Последний Иггдрасиль: Фантастические произведения
Шрифт:
Одним глазом он поглядывал на небо, но «мотылек» все не появлялся, хотя, судя по солнцу, было уже восемь утра. В это время обычно просыпалась Мэтти, и едва он о ней подумал, как в ухе зазвенел голос:
— Всем доброе утро!
— Доброе утро! — ответил Стронг, одновременно услышав приветствия Пика и Синего Неба.
— Оуэн, Джейк, — продолжала Мэтьюз, — разбудите меня перед вылетом.
— Непременно, — пообещал индеец.
— А где телевизионщики? — спросил Стронг.
— Не знаю, я думала, там у вас.
— Да не видать что-то, — хмыкнул индеец.
— Значит, я не одна такая соня… Ладно, рано или поздно появятся. Том, готовься — ты не забыл?
— Не забыл.
— Я
— Ладно.
— А, вот они идут к завтраку… Джейк, присмотри за ними там, когда прилетят, чтоб под руку не лезли.
— Присмотрю.
— Все, конец связи.
Накануне Вестермайер установил у дверей кухни автомат с кофе и сэндвичами — для удобства гостей, но больше для Катерины и повара. Мэри Джейн взяла только кофе, как и Пруитт, а Скот добавил себе еще сэндвичи с сыром, яйцом и беконом. Они уселись за столиком в углу, где Мэтьюз их не слышала: Скот слева от девушки, Пруитт — справа. Он все больше молчал и выглядел совсем как щенок, которого она мучила в детстве.

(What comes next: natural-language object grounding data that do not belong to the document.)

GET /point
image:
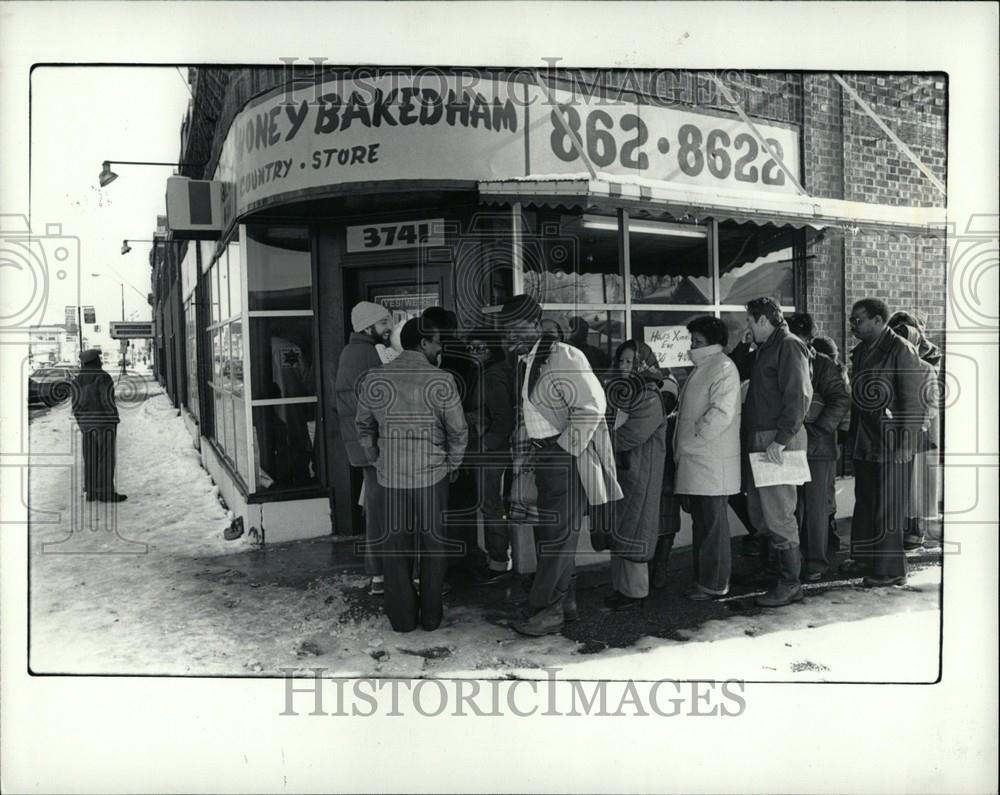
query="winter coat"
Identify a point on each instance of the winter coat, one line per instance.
(357, 358)
(888, 381)
(640, 445)
(707, 438)
(831, 403)
(568, 395)
(780, 391)
(94, 398)
(410, 422)
(490, 411)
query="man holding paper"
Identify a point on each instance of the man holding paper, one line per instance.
(777, 401)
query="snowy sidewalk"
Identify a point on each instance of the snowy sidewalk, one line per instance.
(158, 598)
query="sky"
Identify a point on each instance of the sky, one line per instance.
(81, 116)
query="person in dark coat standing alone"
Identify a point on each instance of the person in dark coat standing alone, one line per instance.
(372, 324)
(638, 437)
(830, 404)
(97, 415)
(887, 418)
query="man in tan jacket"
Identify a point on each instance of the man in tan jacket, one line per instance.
(563, 406)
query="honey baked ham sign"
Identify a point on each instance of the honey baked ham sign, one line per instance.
(295, 142)
(390, 128)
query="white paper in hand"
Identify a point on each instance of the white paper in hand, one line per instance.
(792, 471)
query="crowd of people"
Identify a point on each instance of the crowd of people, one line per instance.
(525, 423)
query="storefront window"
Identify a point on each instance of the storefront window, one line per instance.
(284, 450)
(598, 333)
(572, 259)
(756, 261)
(279, 268)
(236, 356)
(282, 364)
(281, 348)
(669, 263)
(228, 426)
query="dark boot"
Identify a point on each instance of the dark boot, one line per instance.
(767, 569)
(659, 566)
(832, 538)
(788, 589)
(570, 612)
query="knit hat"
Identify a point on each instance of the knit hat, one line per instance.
(367, 314)
(90, 355)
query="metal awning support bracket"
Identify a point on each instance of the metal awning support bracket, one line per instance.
(727, 94)
(892, 136)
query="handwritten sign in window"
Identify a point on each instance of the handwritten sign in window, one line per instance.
(670, 344)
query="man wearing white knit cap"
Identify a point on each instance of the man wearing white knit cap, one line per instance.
(372, 324)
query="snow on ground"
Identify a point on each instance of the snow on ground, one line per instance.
(166, 611)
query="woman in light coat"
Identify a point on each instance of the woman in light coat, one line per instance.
(639, 440)
(707, 451)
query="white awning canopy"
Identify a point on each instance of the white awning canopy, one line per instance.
(697, 202)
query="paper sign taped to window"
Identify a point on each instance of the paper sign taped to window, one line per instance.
(670, 344)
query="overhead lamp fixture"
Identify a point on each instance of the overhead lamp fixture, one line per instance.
(107, 176)
(644, 227)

Мэри Джейн закурила, прихлебывая кофе. Обычно с ней спал Пруитт, но в эту ночь случилось иначе, потому и проспала, наверное. Тревожный сон еще клубился в голове — старый сон, он повторялся уже не однажды и обсуждался с психоаналитиком, но никогда прежде не запускал свои когти так глубоко.
За кофе и сигаретой Мэри Джейн обдумывала его снова и снова. Без какой-либо охоты — думать не хотелось вообще, но жуткая картинка перед глазами не хотела отступать.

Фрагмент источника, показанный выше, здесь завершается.